“Toughest Cowboy”
Thursdays at 11 p.m.
Spike

1 out of 5 stars

The toughest thing about “Toughest Cowboy,” Spike’s new rodeo reality competition, is staying awake through an entire episode. The idea to take a sport that maxes out at 24 seconds and turn it into an hour-long program results in a show just as tedious as it sounds. And it doesn’t help that all 24 seconds look exactly the same.

“Toughest Cowboy” follows 12 real cowboys vying for one title. These 12 go on tour from town to town competing in three events: saddle bronc riding, bull riding and bareback bronc riding, each of which lasts eight seconds tops. The difference between these events appears only to be the animal being ridden. And while it may take a different set of skills to ride each animal, that doesn’t make the three events look at all disparate from one another. It’s just more of the same: cowboy moves forward, cowboy moves backward, cowboy’s hat falls off; rinse and repeat.

Another repetitive aspect is the use of the word “tough.” Sure, it’s in the name of the show, but someone really should have handed the judges a thesaurus. The overuse seems to stem from the fact that the producers needed to make the show less predictable, because it would be too obvious if the decisions were based solely on the rides. Encouraging the judges to look at the contestants’ physical and mental toughness (and using those words to describe it as many times as possible) opens up the opportunity to let people through based on how well they deal with failure as well as how much they succeed.

The one redeeming quality of the show is its wonderful ability to cheer up the audience with the misfortune of others. Seeing a cowboy get bucked off an angry bull and fly through the air with massive hang-time is something that, unlike the rest of the show, never gets old. Still, when the cowboys are actually injured by these launches or the ensuing animal attacks, the tone quickly changes from amusing to somber, leaving the audience feeling guilty about their now-fading laughter.

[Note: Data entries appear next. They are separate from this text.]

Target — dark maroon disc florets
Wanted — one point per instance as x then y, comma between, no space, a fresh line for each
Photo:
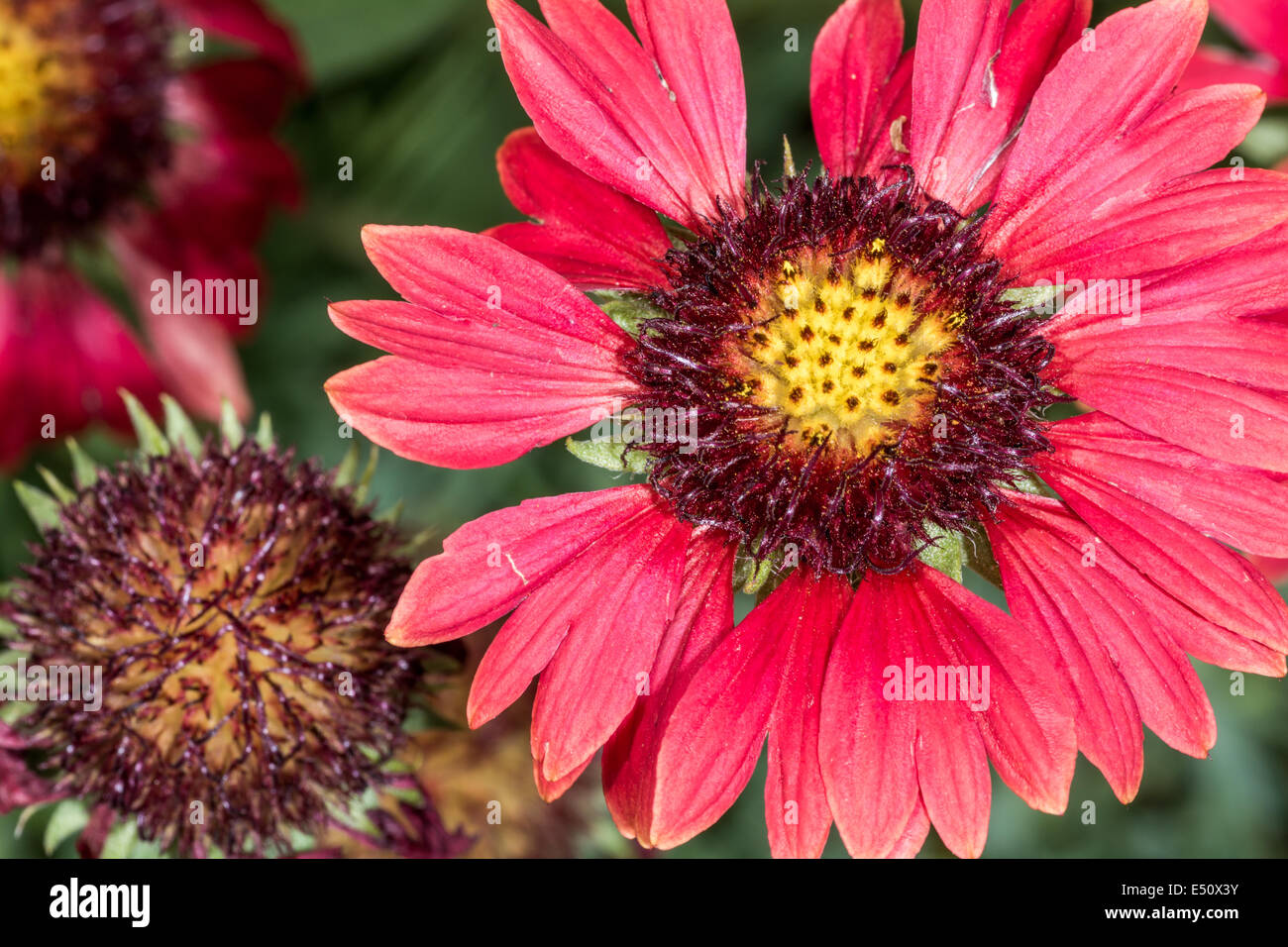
82,115
236,604
855,375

While these painful moments are legitimately grave, the rest of the show takes itself far too seriously without much to back it up. Even though the contestants keep talking about how important the competition is, they all go get drunk on the night between the two days of auditions, drinking plenty of prominently displayed Jägermeister, the main sponsor of the show, and hanging out with some Hooters-esque girls whose asses are the subject of more than one close-up. Surely a hangover is just the thing to make bull riding a breeze.

Yet another flaw is that, like the events they compete in, the cowboys themselves are somewhat indistinguishable from one another. Sure, each one has a slightly different history, but the stories tend to just blur together. The one exception is the Australian contestant who will probably become popular merely because he’s unique and has an accent that’s more pleasing than the rest of the group’s deep-southern twang. He also happens to be one of the most toughest men on the show — at least that’s what the judges kept saying over and over.

Well, with such a repetitive show there’s only so much to say about it without getting repetitive. It stretches what should take 24 seconds into an hour-long show, but the result doesn’t even have 24 seconds of total entertainment in it. Instead, “Toughest Cowboy” is an exercise in strategic napping, trying to wake up just in time to see someone get flown through the air before drifting back to sleep. Now that takes some mental toughness.